А поцеловались они за всю смену только раз, во время вожатского костра, разведенного на Веселой поляне. Она вдруг взглянула на него так, что он все сразу понял. Посидев немного со всеми, они, не сговариваясь, незаметно ушли в лес, в темноту, подальше от пьяных голосов, гитарного скрежета и огромных пляшущих теней. Из ночной глубины леса костер казался огненной птицей, бьющейся в решетке черных стволов и веток…» – Кокотов виновато посмотрел на соавтора, но тот лишь махнул рукой, как на безнадежного больного. – «…Львов тихо обнял ее и поцеловал. Губы у нее оказались мягкие, нежные и доверчивые. Она пахла дымом и духами. Потом, много лет спустя он случайно выяснил, как они называются. “Сигнатюр”. Он даже подарил такой флакон жене к Восьмому марта, но ей духи не понравились. А может, почувствовала что-то. Жены чуют другую женщину, даже прошлую, даже позапрошлую, лучше, чем таможенный сеттер – наркотики…»
– А вот это неплохо! – внезапно похвалил Жарынин и по-сталински ткнул в сторону соавтора длинным мундштуком. – Талантишко-то у вас все-таки есть!
Воодушевленный до слез, Кокотов сглотнул счастливый ком в горле и продолжил:
– «…После поцелуя она, отстранившись, долго-долго смотрела ему в глаза и наконец спросила:
– Ты меня любишь?
– Да, люблю.
– И потом будешь любить?
– Боже… Ника… Конечно… – задохнулся Львов».
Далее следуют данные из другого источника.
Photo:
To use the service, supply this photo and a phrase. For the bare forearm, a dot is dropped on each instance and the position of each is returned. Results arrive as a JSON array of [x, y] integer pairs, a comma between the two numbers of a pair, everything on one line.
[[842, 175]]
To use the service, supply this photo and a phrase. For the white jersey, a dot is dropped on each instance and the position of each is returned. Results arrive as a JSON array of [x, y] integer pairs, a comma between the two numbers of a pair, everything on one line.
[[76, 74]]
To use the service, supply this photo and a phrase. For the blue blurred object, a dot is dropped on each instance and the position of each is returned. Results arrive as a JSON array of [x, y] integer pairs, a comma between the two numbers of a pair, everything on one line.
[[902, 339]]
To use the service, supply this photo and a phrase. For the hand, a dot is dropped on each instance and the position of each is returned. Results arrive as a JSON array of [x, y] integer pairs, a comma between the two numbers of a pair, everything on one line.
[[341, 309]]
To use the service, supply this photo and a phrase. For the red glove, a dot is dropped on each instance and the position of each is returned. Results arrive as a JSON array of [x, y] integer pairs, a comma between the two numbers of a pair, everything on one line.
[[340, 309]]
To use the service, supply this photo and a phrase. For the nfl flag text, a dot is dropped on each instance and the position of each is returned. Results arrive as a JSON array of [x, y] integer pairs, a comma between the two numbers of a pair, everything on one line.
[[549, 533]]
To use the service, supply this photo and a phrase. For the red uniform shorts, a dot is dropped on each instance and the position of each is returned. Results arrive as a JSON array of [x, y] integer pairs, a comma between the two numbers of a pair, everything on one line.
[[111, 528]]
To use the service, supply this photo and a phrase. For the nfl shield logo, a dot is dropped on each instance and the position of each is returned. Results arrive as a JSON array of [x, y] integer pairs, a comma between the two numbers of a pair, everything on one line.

Режиссер от возмущения аж подпрыгнул в кресле и ухнул филином.
– Ника?! Ну почему, почему: как только романтическая любовь, так сразу: – Ника, Вика, Лика, Лина, Инна, Тина! Почему-у? Как ее звали на самом деле?
– Кого?
– Прототипшу.
– А вы уверены, что она была?
– Уверен. Про духи сами бы вы никогда не придумали.
– Почему же?
– Все потому же. Как звали деву?
– Тая… и Лена…
– Ка-ак?
– Таисия и Елена… У меня было две… два прототипа.
– Уже неплохо. Ну, Лена – слишком традиционно. А вот Таисия – прекрасное имя! Редкое. Оставили бы Таисию. А то – Ника! Тьфу! Ладно, читайте дальше, никонианец вы мой!